Sometimes it takes loneliness and then a friend to evoke the feelings that lay
in these bones. But I have been lying to myself. I am not okay with this mere
act of breathing, living life with so much unknowing. I thought I found peace in
settling here (and I did, for a brief moment) only to find that I am restless and
yearn for so, so much more. I can’t help but admonish myself for my own
thoughts. Stupid. I feel like I have been so stupid. Of course, I want more! Of
course, I need to be free, not confined to an image or idea that I will be happy
if I do this or if I hold onto that responsibility.
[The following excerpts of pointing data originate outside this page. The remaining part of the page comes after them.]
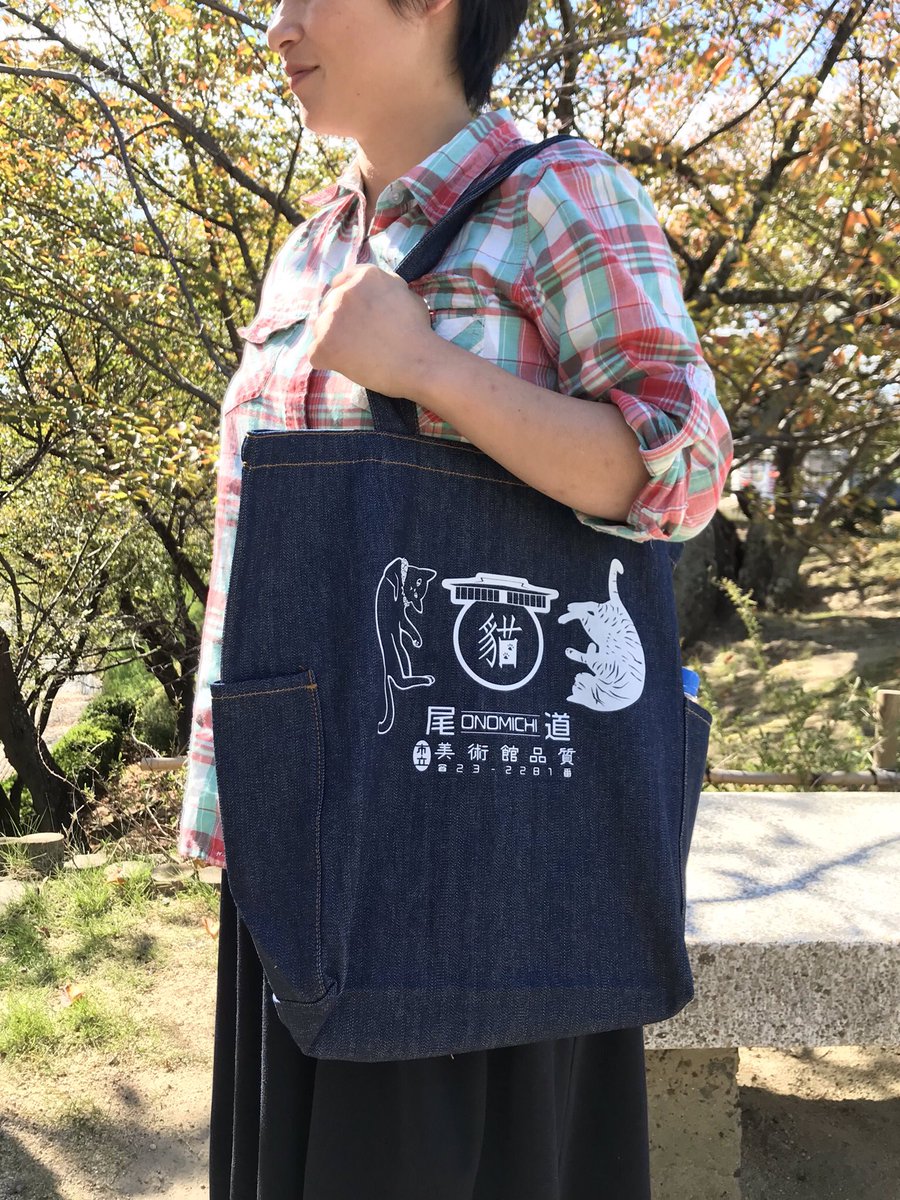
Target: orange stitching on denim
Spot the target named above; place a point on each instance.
(319, 797)
(271, 691)
(397, 437)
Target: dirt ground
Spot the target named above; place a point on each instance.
(819, 1125)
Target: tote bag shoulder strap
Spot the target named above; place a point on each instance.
(395, 414)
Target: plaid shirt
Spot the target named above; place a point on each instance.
(563, 276)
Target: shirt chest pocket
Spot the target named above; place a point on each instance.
(460, 307)
(273, 353)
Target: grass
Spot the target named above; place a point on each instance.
(797, 691)
(75, 949)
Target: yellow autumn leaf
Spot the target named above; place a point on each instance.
(69, 994)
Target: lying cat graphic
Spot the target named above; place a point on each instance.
(615, 655)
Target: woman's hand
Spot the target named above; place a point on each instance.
(373, 330)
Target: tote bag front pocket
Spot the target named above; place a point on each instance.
(270, 766)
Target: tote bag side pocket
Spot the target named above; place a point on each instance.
(268, 739)
(697, 721)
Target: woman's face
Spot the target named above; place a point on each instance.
(369, 61)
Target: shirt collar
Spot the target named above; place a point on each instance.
(439, 179)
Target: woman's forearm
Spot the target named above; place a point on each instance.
(579, 451)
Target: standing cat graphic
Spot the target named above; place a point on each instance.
(402, 587)
(615, 655)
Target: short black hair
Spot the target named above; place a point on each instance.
(485, 33)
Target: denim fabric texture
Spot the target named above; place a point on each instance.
(457, 771)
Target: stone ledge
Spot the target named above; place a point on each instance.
(791, 925)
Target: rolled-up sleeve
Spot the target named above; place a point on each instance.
(601, 285)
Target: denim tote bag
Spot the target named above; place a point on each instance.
(457, 771)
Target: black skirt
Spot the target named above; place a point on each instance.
(557, 1120)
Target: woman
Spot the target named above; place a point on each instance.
(526, 329)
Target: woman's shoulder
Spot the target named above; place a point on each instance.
(573, 169)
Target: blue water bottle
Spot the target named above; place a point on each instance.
(690, 681)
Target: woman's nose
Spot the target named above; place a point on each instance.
(280, 31)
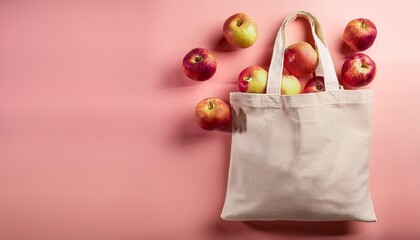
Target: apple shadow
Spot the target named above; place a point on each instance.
(221, 45)
(189, 132)
(305, 228)
(175, 77)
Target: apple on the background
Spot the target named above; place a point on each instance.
(253, 79)
(290, 85)
(360, 34)
(212, 113)
(199, 64)
(240, 30)
(358, 70)
(300, 59)
(315, 84)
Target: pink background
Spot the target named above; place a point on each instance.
(97, 131)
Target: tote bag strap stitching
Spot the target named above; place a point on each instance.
(325, 64)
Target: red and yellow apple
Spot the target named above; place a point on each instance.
(358, 70)
(212, 113)
(315, 84)
(253, 79)
(300, 59)
(290, 85)
(360, 34)
(199, 64)
(240, 30)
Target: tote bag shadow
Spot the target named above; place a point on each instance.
(300, 157)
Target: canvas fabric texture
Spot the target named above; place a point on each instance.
(300, 157)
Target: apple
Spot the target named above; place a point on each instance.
(300, 59)
(315, 84)
(290, 85)
(212, 113)
(360, 34)
(199, 64)
(240, 30)
(358, 70)
(253, 79)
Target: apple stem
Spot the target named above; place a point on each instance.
(318, 86)
(248, 79)
(197, 59)
(363, 23)
(211, 105)
(239, 23)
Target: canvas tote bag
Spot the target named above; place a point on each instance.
(300, 157)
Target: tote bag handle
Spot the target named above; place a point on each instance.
(325, 64)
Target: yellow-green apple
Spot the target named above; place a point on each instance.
(199, 64)
(358, 70)
(240, 30)
(315, 84)
(253, 79)
(290, 85)
(300, 59)
(360, 34)
(212, 113)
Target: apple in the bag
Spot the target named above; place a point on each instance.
(360, 34)
(300, 59)
(199, 64)
(253, 79)
(358, 70)
(240, 30)
(212, 113)
(315, 84)
(290, 85)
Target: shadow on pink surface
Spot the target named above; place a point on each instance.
(175, 77)
(226, 229)
(221, 45)
(304, 228)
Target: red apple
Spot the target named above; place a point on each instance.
(199, 64)
(360, 34)
(300, 59)
(253, 79)
(212, 113)
(358, 70)
(315, 84)
(240, 30)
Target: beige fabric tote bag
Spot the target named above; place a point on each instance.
(300, 157)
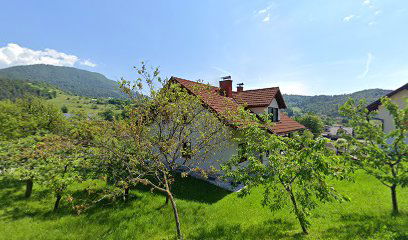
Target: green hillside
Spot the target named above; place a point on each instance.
(68, 79)
(12, 89)
(328, 104)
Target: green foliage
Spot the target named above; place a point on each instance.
(382, 155)
(14, 88)
(76, 81)
(107, 115)
(170, 130)
(313, 122)
(28, 116)
(207, 211)
(295, 172)
(64, 109)
(327, 105)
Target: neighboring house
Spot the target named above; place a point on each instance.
(222, 99)
(398, 96)
(334, 132)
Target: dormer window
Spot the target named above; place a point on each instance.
(274, 114)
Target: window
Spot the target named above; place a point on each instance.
(274, 114)
(242, 152)
(186, 150)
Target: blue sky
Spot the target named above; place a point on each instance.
(304, 47)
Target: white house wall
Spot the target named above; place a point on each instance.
(260, 110)
(400, 99)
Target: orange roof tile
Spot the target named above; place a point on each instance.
(223, 105)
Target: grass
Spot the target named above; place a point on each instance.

The fireflies tonight were phenomenal. Driving through twisted back
roads and fields of countryside I saw a million little lights, a million small
reminders of beauty. Even though these tiny illuminations were fleeting they are
so existent and so very much alive.
The other night I rode my bike in and through the dark, back home
from the city and it was the most peace I had felt all day. In solitude, in
revelry of stars lighting the black, oil sky, I could breathe again.
We live by night
To see the stars
To grasp the dark
And claim what’s ours
And now, looking back at these short verses I wrote that night I
want to change “grasp” to “embrace”. A grasp is so momentary, so sure of the
promise of letting go. An embrace seems so much more lasting, even if it ends. In
time there comes an ending and it comes to all things. I want to know where my
beginnings are but I have been learning so much about endings, about losses and
how, I do need to grieve them and allow them to be for what they are. And I am
in a beautiful place, an uncharted yet safe place to live freely, courageously
and without reserve.
I am guided by a Light, maybe even a Pillar, and a Wandering Cloud.